RealtimeSource.update

Fetches and appends a new snapshot if the current time is within A-share trading hours.

Trading hours: Mon–Fri 09:30–11:30, 13:00–15:00.

Returns: Latest snapshot, or None if outside trading hours.


XtDataPreloadSource

File: quool/sources/xuntou.py

Preloaded xtquant market data, backed by DataFrameSource.

from quool import XtDataPreloadSource

XtDataPreloadSource.__init__

XtDataPreloadSource(
    path: str,                 # xtquant data directory
    begin: str,                # Start time (pandas-parsable)
    end: str,                  # End time (pandas-parsable)
    period: str = "1d",        # Sampling period (e.g., '1d', '1m')
    sector: str = "沪深A股",    # Stock sector name recognized by xtdata
)

Loads historical data from xtquant into a MultiIndex DataFrame (datetime × code) and passes it to DataFrameSource.
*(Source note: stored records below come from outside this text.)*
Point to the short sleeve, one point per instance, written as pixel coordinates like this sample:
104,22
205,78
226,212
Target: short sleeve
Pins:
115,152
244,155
Raises: ImportError if xtquant is not installed.


Helper Functions

is_trading_time (realtime.py)

is_trading_time(time: str) -> bool

Check whether a timestamp falls within A-share trading hours (Mon–Fri 09:30–11:30, 13:00–15:00).

read_realtime (realtime.py)

read_realtime(proxies: list[dict] = None) -> pd.DataFrame

Fetch real-time A-share market data from EastMoney API.

Returns DataFrame indexed by code with columns: serial_num, name, close, change_pct, change_amt, volume, turnover, amplitude, high, low, open, prev_close, volume_ratio, turnover_rate, pe_ratio, pb_ratio, market_cap, float_market_cap, rise_speed, 5min_change, 60day_change, ytd_change.

parse_factor_path (duck.py)

parse_factor_path(path: str, sep: str = "/") -> Tuple[str, str]

Parse a factor path into (table, column) tuple.

Raises: TypeError if path is not a string; ValueError if path format is invalid.